Experimental realization of fast ion separation in segmented Paul traps

TL;DR

This paper demonstrates a method for rapidly separating two ions in a segmented Paul trap with minimal motional excitation, using spectroscopic calibration and optimized control parameters, applicable to various trap geometries.

Contribution

The authors experimentally realize fast ion separation in segmented Paul traps with a novel calibration routine and control optimization, achieving low motional excitation within 80 microseconds.

Findings

Achieved minimum mean excitation of 4.16 vibrational quanta per ion at 80 μs separation

Controlled ion separation using three parameters: static tilt, voltage offset, and duration

Method is adaptable to different trap geometries without specific design requirements

Abstract

We experimentally demonstrate fast separation of a two-ion crystal in a microstructured segmented Paul trap. By the use of spectroscopic calibration routines for the electrostatic trap potentials, we achieve the required precise control of the ion trajectories near the \textit{critical point}, where the harmonic confinement by the external potential vanishes.

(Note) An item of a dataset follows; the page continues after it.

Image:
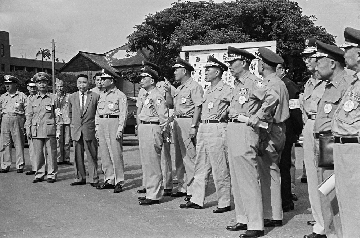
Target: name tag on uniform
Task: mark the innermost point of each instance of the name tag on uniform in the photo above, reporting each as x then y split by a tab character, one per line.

The separation procedure can be controlled by three parameters: A static potential tilt, a voltage offset at the critical point, and the total duration of the process. We show how to optimize the control parameters by measurements of ion distances, trap frequencies and the final motional excitation. At a separation duration of $80 \mu$s, we achieve a minimum mean excitation of $\bar{n} = 4.16(0.16)$ vibrational quanta per ion, which is consistent with the adiabatic limit given by our particular trap. We show that for fast separation times, oscillatory motion is excited, while a predominantly thermal state is obtained for long times. The presented technique does not rely on specific trap geometry parameters and can therefore be adopted for different segmented traps.